My cousin flipped over his handle bars at a low speed when we were ~7 y/o and the helmet was cracked and separated all the way through, down the middle. Getting hit by a car at that speed would've just possibly prevented one impact by his head against something and very insignificantly.
Fianna9 wrote:
NTA- but have you talked to your son about any of this?! First of all, he probably isn’t wearing his helmet. Second he is bullying his sister into doing something dangerous.
You are right. But you might not be dealing with this in all the best ways.
Readmedrmemory wrote:
NTA but why are you not interested in disciplining your son for undermining you and putting his sister in danger? Why are you not forcing him to wear a helmet? What are you doing to educate your family, particularly your wife, about your reason for concern?

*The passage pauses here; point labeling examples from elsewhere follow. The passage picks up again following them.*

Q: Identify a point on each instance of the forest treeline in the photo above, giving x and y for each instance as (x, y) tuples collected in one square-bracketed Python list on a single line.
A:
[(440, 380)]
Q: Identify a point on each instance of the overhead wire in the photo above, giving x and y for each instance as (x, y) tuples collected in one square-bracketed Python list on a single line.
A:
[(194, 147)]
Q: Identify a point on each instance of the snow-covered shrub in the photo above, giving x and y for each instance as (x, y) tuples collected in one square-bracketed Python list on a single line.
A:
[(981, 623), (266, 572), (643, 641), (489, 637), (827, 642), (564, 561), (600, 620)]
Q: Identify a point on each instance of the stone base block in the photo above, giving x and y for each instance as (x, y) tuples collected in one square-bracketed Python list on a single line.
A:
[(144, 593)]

You seem to just be falling back on your authority as The Dad to boss your daughter around by locking up her bike. You're right and they're wrong, but it's three-against-one here for a reason.
ulalumelenore wrote:
NTA, but you need to have a very serious talk with your son- both about his choice of language and being mean to his sister. I 100% agree that your daughter shouldn’t be off the hook for not listening to you, but you need to also address that other issue.
Nester1953 wrote:
So your son gets to say horrible things to his much younger sister and there are zero consequences for him? Wow. I'm not saying that a kid should get to ride a bike without a helmet, or that taking away the bike for a week was inappropriate (it was very appropriate; how is it a cruel over-reaction not to permit a child to endanger herself and violate safety rules).

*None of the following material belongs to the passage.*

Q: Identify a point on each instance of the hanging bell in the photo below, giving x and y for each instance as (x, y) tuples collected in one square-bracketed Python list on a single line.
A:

But I think that the person you need to be dealing with here, and for whom there need to be consequences, is you son. Unless it's OK for him to be vicious to his sister. So NTA in terms of the consequence to your daughter, but a complete A in terms of your son.
DifferentBumblebee74 wrote:
Based on OP's other comments they have not talked to the son and minimize his behaviors. They assume it was one comment that was mean to the daughter so it isn't even worth talking to him. The fact that the son is using slurs and bullying to encourage unsafe behavior is a non issue. But the daughter is the real problem obviously /s
calicodynamite wrote:
NTA for taking the bike but you need to deal with son also. He started this problem, and that sounds like he isn’t wearing a helmet either then? His bike should be taken away too (if he has one) or his license/car keys.
If he’s going to encourage a younger kid to make unsafe decisions, he’s not mature enough for those things. Your daughter sounds just the right age for the book Mick Hart Was Here. Read that as a kid, never forgot it.